Chocolate chip, extreme close-up
Peanut Butter cookies and Thumbrint cookies
It's Christmas time, which means that it's Cookie Time for me. When I was little, every year around this time I remember coming home and being surprised by a big tray of Christmas cookies made by my grandma. My favorites were the sugar cookies, cut out in Santa faces and frosted with her special handmade frosting. It is delicious. It tastes like confectioner's sugar, but hardens like a royal icing. I've never been able to recreate it, despite numerous attempts. Usually, the frosting is on a white cake we call Sugar Cake, for obvious reasons. The last few years, I've taken over some of the baking responsibilites, and now my little cousins look forward to my cookies for Santa. (Hey, if there's one way to get in with the little kids, passing out cookies is it!). However, I really suck at rolling out cookie dough and decorating cookies like you'll see in the fancy bakeries, so I make due with Wilton's pre-made icing and a kick-ass collection of sprinkles. Hooray for Williams-Sonoma!

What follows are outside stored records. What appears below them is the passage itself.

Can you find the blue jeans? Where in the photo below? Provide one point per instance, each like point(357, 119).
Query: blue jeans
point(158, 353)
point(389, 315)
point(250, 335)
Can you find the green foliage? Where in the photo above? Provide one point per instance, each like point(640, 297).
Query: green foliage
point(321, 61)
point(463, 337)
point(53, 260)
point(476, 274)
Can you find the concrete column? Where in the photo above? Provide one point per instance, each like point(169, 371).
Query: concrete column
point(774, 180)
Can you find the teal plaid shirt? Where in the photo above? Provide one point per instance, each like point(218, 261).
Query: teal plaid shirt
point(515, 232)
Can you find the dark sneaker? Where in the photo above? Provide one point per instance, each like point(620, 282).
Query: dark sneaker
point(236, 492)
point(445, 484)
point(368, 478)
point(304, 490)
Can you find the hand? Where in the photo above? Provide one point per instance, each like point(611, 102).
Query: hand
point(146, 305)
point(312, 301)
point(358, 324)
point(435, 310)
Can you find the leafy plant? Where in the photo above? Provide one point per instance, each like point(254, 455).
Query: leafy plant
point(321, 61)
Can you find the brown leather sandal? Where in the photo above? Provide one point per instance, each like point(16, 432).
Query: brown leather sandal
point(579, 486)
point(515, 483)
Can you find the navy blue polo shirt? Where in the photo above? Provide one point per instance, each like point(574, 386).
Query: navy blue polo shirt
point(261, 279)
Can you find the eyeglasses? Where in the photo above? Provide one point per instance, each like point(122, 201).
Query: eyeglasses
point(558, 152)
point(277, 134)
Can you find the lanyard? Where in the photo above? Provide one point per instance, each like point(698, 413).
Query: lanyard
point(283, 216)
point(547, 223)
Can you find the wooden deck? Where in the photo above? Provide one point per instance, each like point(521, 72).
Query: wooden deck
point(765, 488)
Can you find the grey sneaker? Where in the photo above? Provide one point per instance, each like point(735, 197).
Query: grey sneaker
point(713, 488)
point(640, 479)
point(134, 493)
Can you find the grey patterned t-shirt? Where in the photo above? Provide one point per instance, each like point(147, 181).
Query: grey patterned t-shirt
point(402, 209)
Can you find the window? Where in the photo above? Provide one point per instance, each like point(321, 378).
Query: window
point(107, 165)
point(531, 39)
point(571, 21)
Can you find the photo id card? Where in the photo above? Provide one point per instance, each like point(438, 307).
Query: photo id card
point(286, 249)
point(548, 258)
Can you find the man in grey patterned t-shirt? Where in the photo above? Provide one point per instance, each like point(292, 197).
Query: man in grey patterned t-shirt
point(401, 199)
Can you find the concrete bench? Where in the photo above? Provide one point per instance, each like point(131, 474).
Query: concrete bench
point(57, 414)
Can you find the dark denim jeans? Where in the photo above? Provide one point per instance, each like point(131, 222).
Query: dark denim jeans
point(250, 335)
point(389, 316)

Also, we hand out cookies to the various groups I work with at work. We get a few of us together, each bringing in a TON of our own specialty cookies, and make big trays of delicious sugary goodness. So, on top of the normal cookie load (a couple dozen- one to two batches- of about five or six varieties), I'll make about five dozen chocolate chip cookies and probably buy a couple extra boxes of the good store-bought ones for good measure. Everything baked is frozen until needed. Really, a week and a half won't ruin anything. The trays we made last year were HUGE, and a really big success. It's nice to give back to people who work hard all year and don't always get the thanks for it. However, this year participation seems a little low- I hope it picks up again, because the trays are going to be a little sparse.
In other news, I finished a project from a book my sis got me for my birthday! They're cable mittens. I didn't follow the pattern, just used the cable suggested and winged it from there. They turned out great, and I can't wait to wear them:
Elegant-and-Easy Cable Mittens for the Whole Family
Book: 101 Designer One-Skein Projects
Yarn: Patons SWS, 2 balls with half of each used up
Needle: US 4, two at a time top-down
I also made a hat to match, but it turned out too small. Like, it didn't even cover my ears. Ooops. Apparently, I need a new formula for guessing where to start my decreases, since my usual one (this looks long enough, better start my decreases!) isn't working. Sigh.